Plans to unveil a new artistic installation in a Toronto subway have been halted following concerns that it will be misused as a platform for hate speech.

The Toronto Transit Commission (TTC) spent CAD$500,000 (£294,500) on ‘LightSpell’, an enormous ceiling display suspended over Pioneer Village station. Commuters can type out eight-letter messages on a keyboard in the station, which are then illuminated above the subway platform. The creators of the interactive digital art installation, Berlin-based German art collective, Realities:United, call their work a “super sculpture”, which serves both artistic and practical purposes as indoor lighting.

Due to launch when the new subway station opened in December 2017, LightSpell has remained switched off. TTC cited concerns “about hate speech and the potential for the installation to be misused by some”. TTC spokesman Brad Ross said the decision was about “making sure people feel safe… If somebody looks up and sees a racial slur that they think may be targeted at them, then we have failed them”. The blackout will continue while the TTC can determine a way to prevent members of the public from abusing the technology.

In a statement emailed to Canadian press, TCC spokesperson Stuart Green wrote that TCC ‘are attempting to find a compromise with the artists that honours their concept while recognising that the TTC has an obligation and responsibility to provide a safe and welcoming environment for all’.

The TTC is also obtaining legal advice on the risk of switching on the installation, any potential infringement of the Ontario Human Rights Code and the ownership of the artwork. The Commission acknowledged that “the artist has some control over their art, they always do, and we’re not in disagreement with that”.

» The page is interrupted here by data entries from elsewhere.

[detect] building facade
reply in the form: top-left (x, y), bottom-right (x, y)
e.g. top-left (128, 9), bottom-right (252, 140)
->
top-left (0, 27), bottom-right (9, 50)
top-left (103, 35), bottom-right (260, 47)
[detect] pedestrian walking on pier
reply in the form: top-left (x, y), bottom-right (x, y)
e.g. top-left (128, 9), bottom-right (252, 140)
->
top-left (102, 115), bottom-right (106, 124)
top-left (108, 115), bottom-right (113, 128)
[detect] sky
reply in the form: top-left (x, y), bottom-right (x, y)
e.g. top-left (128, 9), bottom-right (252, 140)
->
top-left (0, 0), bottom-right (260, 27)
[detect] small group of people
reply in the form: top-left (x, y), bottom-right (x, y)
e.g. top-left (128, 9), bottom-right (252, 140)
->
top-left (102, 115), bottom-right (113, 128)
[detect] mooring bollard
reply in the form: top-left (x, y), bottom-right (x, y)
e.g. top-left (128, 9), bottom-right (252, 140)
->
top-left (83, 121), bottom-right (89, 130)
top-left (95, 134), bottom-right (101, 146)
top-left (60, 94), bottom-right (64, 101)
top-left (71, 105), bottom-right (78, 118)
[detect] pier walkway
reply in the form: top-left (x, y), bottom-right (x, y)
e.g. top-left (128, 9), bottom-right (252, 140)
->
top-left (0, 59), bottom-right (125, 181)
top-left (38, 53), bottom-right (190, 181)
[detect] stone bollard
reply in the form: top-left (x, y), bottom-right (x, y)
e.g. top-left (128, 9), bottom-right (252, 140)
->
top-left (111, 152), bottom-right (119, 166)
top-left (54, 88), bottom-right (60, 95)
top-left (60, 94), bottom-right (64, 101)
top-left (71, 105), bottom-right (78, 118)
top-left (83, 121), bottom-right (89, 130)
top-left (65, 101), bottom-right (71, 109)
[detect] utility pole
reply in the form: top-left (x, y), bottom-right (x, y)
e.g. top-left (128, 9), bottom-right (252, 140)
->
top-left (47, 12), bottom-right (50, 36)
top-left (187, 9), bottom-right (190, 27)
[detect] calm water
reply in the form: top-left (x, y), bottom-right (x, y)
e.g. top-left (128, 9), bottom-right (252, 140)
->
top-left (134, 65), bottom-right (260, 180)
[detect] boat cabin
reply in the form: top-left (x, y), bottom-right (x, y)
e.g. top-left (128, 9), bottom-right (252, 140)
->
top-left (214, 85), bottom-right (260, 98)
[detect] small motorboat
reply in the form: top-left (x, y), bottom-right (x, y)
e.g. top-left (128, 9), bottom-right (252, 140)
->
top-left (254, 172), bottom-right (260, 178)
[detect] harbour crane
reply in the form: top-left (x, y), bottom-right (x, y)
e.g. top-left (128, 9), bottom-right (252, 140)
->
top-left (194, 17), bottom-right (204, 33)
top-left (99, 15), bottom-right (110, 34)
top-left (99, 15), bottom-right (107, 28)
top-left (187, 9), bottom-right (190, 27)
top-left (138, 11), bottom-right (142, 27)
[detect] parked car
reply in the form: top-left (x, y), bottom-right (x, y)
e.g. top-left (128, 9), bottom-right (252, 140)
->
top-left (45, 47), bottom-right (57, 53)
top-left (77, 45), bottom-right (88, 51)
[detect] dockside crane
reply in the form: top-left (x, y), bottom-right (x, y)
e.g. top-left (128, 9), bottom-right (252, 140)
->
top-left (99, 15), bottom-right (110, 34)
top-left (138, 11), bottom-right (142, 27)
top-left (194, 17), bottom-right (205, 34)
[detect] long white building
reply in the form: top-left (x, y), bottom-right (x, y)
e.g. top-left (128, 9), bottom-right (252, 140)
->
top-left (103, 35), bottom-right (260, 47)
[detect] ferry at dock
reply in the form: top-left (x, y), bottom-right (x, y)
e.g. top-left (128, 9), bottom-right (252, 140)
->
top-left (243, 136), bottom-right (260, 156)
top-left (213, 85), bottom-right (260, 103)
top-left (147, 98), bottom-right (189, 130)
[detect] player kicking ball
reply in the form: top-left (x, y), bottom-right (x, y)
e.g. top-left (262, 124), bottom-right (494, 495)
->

Realities:United are astonished by the TTC’s decision and believe it constitutes censorship. Co-founder, Tim Edler, said the collective had discussed the issue of profanity at length with TTC leadership since they began work on the project in 2009. He rejected TTC’s suggestion to create a “whitelist” of acceptable words that commuters could type into the installation keyboard. “If we provide the text that people then are allowed to enter, that sounds more like North Korea than like Canada to me”, Edler said. He also rejected a proposed blacklist with automatically banned words.

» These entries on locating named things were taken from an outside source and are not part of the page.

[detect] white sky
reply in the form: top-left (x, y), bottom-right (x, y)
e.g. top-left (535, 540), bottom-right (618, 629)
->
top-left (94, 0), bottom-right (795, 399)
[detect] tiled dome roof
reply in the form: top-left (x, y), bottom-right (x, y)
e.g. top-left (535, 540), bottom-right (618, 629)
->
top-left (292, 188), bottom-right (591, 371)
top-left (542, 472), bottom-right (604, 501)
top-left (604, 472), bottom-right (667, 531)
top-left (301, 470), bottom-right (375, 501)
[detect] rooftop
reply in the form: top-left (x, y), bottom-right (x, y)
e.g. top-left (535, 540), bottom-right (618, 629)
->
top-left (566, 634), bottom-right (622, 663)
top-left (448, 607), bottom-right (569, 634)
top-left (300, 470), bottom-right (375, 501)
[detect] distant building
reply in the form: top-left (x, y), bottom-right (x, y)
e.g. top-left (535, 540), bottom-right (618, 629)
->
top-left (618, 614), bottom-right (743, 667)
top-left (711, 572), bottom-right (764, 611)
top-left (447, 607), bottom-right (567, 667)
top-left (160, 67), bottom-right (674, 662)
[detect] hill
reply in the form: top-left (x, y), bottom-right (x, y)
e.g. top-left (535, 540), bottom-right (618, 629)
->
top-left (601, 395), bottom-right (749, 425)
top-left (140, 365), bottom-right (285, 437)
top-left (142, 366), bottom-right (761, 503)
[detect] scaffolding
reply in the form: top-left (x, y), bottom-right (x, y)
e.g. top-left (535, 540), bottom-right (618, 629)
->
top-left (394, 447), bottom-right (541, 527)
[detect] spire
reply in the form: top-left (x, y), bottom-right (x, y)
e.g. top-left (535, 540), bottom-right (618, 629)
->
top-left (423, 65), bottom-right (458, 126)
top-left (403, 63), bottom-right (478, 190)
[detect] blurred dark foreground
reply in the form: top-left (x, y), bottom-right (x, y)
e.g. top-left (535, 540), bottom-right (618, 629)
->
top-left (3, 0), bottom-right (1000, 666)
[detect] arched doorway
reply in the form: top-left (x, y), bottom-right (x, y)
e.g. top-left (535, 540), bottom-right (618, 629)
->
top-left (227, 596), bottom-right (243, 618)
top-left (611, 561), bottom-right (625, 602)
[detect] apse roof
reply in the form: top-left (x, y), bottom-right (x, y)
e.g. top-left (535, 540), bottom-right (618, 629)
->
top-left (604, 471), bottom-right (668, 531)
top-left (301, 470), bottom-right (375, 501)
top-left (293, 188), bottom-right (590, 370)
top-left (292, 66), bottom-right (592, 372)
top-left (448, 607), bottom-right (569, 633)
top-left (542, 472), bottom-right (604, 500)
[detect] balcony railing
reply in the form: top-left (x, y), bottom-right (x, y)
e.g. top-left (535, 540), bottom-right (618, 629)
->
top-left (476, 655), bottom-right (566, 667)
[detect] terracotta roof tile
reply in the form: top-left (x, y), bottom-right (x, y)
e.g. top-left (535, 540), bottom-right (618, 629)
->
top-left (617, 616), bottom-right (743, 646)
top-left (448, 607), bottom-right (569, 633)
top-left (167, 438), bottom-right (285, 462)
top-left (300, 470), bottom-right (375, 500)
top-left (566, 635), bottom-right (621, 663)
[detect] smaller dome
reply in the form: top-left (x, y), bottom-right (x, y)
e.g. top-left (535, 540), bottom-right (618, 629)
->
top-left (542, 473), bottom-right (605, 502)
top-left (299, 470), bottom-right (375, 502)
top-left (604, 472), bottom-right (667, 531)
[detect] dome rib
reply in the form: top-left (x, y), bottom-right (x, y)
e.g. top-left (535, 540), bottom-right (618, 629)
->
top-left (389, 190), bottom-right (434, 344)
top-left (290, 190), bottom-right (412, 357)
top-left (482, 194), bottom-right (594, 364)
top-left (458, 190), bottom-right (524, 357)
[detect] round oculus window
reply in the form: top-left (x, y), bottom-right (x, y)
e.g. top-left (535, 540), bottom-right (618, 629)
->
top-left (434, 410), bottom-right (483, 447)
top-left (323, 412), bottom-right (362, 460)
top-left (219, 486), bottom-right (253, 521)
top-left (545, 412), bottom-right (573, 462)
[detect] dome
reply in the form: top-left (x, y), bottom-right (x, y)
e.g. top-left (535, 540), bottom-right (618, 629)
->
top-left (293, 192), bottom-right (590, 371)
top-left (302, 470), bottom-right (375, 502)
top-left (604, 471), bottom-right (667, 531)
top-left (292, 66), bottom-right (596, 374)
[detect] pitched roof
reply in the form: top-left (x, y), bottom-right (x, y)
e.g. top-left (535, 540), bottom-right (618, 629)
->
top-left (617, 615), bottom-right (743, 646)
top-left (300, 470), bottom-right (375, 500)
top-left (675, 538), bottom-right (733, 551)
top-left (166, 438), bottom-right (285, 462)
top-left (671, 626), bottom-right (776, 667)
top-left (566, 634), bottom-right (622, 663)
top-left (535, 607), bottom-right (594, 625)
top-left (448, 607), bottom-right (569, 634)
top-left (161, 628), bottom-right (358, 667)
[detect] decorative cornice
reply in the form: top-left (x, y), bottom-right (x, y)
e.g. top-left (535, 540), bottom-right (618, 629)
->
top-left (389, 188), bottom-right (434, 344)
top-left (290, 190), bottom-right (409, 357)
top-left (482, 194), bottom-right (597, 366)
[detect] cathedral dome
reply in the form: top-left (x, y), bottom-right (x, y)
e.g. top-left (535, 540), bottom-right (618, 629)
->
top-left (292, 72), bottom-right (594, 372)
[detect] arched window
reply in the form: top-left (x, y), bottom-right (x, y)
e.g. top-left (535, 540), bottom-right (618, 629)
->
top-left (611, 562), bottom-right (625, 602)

Edler and his co-creators remarked on the irony of the debacle and the way in which it has fomented debate over freedom of speech, the very issue their installation was designed to address. “The entire concept of the piece is about the lack of censorship”, Edler insisted.

He believes the TCC should switch it on to see what happens and allow social pressure to curtail troublemakers from typing in offensive language. Worst come to worse, commuters can censor each other. It’s really easy to walk to one of the terminals and hit the button to say, ‘I want this to be erased,’ and it instantly will be erased,” Edler explained.

The TTC board will examine the matter further on 18 January 2018.